3. Final charging order

This court order consolidates a creditor's legal interest in the property. Provided that the court agrees, it's now much more likely that the creditor will recover the money owed from your home sale.

4. Order of sales

Failure to repay your charging order debt may lead to a court-ordered property sale. The proceeds will then be distributed to creditors holding a legal charge on your home.

Consumer Credit Act

The 1972 Consumer Credit Act states that for charging orders related to consumer credit agreements, a CCJ is required, and the debtor must have breached a repayment plan. If your debt falls under this Act (e.g., credit card, personal loan), interest freezes upon the CCJ's issue. For non-Act debts over £5,000, an 8% statutory interest may apply.

Can you dispute a charging order?

By the time a final charging order is issued, there are very few options left. However, there are certain circumstances where you may be able to dispute an interim charging order:

You’re a joint owner

If the charging order is made against a house you jointly own, but the debt is only in your name, the creditor can only target your share of the property. Other joint owners are protected.

Existing payment plans

If you already owe money to other lenders and have existing payment plans, you could make the case to a court officer that a charging order will impact your ability to repay existing debts.

Bankruptcy

Your potential for bankruptcy could be used to argue that a charging order would provide an advantage to one creditor over other unsecured creditors.

How to remove charge on property

Unless you can refute the nature of the charge, you only really have one option - to pay back the debt.

Here are some steps to follow:

1. Speak to someone with experience

Before you contact the creditor, speak to a solicitor or adviser who can provide guidance on available options. Whether you can afford a solicitor or not, we recommend contacting the debtor's charity StepChange. They can even help renegotiate with creditors on your behalf.

2. Contact the creditor and negotiate

If there's a creditor with a secured debt against your home, you can contact them to discuss the possibility of removing the charge. Typically, this involves arranging a new form of payment plan with them. Remember - creditors want you to be able to pay back the loan. The worst thing for both parties is an order of sale.

If the charge is a mortgage or a lien based on unpaid debts (e.g., property taxes, contractor's fees), you'll likely need to pay off the debt in full, including any interest and penalties.

3. Pay off the debt

Once you've paid off your debt, your creditor should provide you with a satisfaction or release of the charge.

How long does it take to remove a charge from the Land Registry?

Typically, it takes just over two weeks to process the removal request, with the lender having 15 days to respond to the Land Registry application.

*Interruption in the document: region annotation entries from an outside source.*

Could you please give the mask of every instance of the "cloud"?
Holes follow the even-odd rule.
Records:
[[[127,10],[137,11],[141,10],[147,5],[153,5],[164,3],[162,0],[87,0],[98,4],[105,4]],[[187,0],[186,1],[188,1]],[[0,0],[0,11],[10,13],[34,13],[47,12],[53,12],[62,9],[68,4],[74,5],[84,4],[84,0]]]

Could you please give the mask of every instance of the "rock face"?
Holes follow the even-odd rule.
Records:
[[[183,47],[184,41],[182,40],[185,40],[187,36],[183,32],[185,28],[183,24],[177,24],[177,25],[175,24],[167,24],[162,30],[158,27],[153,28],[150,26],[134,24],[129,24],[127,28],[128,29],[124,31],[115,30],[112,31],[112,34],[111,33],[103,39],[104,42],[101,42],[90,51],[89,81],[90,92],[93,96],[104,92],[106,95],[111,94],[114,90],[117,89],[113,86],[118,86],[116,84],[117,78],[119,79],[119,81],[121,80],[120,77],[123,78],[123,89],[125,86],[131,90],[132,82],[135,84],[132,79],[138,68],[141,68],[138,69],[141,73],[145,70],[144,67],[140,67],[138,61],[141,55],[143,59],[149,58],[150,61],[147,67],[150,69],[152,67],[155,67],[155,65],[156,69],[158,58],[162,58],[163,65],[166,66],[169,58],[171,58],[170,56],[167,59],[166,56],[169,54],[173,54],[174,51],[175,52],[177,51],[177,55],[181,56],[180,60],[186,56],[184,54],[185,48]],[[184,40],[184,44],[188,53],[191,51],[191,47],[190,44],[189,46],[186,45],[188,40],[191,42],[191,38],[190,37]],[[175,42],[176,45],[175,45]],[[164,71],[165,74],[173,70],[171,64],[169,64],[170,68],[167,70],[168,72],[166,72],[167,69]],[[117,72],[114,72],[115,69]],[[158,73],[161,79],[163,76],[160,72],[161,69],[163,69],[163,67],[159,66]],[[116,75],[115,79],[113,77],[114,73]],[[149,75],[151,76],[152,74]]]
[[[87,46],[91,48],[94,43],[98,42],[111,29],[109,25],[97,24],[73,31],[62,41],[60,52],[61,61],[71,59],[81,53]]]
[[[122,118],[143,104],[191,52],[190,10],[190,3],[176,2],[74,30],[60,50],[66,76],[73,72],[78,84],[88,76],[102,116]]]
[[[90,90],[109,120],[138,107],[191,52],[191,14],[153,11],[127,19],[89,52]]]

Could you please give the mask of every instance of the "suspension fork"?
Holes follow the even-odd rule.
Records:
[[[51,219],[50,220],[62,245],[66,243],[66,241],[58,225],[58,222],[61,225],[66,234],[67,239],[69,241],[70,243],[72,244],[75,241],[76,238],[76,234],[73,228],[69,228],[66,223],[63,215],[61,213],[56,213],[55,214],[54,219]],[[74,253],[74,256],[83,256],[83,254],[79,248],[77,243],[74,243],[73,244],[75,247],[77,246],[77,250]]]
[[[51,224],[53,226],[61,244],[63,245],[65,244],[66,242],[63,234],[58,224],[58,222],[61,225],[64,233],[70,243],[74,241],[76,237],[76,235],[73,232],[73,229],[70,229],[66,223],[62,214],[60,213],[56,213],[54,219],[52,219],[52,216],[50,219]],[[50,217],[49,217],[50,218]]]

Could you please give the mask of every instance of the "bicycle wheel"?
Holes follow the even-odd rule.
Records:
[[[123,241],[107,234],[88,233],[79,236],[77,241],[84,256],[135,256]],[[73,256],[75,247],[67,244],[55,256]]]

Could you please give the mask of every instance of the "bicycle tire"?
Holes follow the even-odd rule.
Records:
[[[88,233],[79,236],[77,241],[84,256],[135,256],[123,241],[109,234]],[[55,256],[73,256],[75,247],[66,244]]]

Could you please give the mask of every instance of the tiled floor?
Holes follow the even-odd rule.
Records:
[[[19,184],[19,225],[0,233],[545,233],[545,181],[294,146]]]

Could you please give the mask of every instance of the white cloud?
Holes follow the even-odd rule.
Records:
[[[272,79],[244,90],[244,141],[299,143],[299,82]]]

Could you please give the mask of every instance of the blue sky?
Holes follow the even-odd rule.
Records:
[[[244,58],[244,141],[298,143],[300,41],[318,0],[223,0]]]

However, processing times can vary.

In most cases, a charging order remains until the debt is fully repaid. An exception exists in Scotland, where charging orders are automatically removed after 12 years, regardless of full debt repayment.

What if my lender does not remove the charge after repayment?

To remove an unreleased charge, apply to the Land Registry using a CN1 form and proof of debt repayment. The Land Registry will contact the creditor, who has 15 days to respond. If they don't, the charge will automatically be removed.

What happens if I don’t pay a final charging order?

With a final charging order one step behind an order for sale, the risks are pretty dire. If you don't pay a charging order, you can expect your creditors or lenders to eventually issue an order of sale through the courts and force your home sale.

How long can a charge stay on a property?

A property charge persists as long as the property is collateral for a credit agreement - meaning it remains until the debt is settled. In England and Wales, this lasts until debt repayment. In Scotland however, a charging order lasts for 12 years.

Summary: No walk in the park!

In a nutshell, dealing with a property charge is no walk in the park. It can put your home at risk, and you need to play your cards right. Whether you're looking to dispute it or pay it off, just remember, time is of the essence, and ignoring a charging order can land you in hot water. Stay informed, take action, and protect your property.